Animals. C57BL/6 WT and Grk3-/- age-matched (8-12 week-old) mice were used under standard IACUC-approved protocols in the AAALAC-accredited vivarium of UNC, and care of animals was in accordance with institutional guidelines. The Grk3-/- mouse strain was provided by Dr. Robert J. Lefkowitz (Duke University) and backcrossed >12 generations on the C57BL/6 background. The line is re-derived every 1-2 years to prevent genetic drift from the C57/BL/6 strain.

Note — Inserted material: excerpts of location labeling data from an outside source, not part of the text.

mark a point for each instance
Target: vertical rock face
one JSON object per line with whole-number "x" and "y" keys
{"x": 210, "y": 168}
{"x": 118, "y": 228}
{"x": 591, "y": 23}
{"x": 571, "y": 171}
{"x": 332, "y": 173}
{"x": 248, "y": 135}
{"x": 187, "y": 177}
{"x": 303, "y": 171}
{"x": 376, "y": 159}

Bone marrow-derived mesenchymal stem cell isolations. BmMSC were isolated from RPMI-flushed femurs and tibias of two male mice and cultured in complete isolation media containing RPMI (Corning, 10040CV) with 10% fetal bovine serum (FBS, Atlanta Biologicals, S12450), 10% horse serum (HS, HyClone, SH30074.03), 1% 100 IU/mL penicillin G/100 µg/mL streptomycin (P/S, Corning, 30-002-Cl), and 12 µM final concentration of L-Glutamine (Corning, 25-005-Cl), as similar methodologies have been previously described (13-15). BmMSC expansion was in complete expansion media (CEM) containing IMDM (Gibco, 12440-053), 10% FBS, 10% HS, 1% P/S, and 12 µM final concentration of L-Glutamine (14, 15), which was followed by hematopoietic CD45 (Stem Cell Technologies, 19771) and CD11b (Miltenyi, 130-049-601 or 130-093-634) depletion, as recommended by (13), via magnetic negative selection at early passages 1-3. BmMSCs were passaged at 70-80% confluency and used for experiments at passages 4-15.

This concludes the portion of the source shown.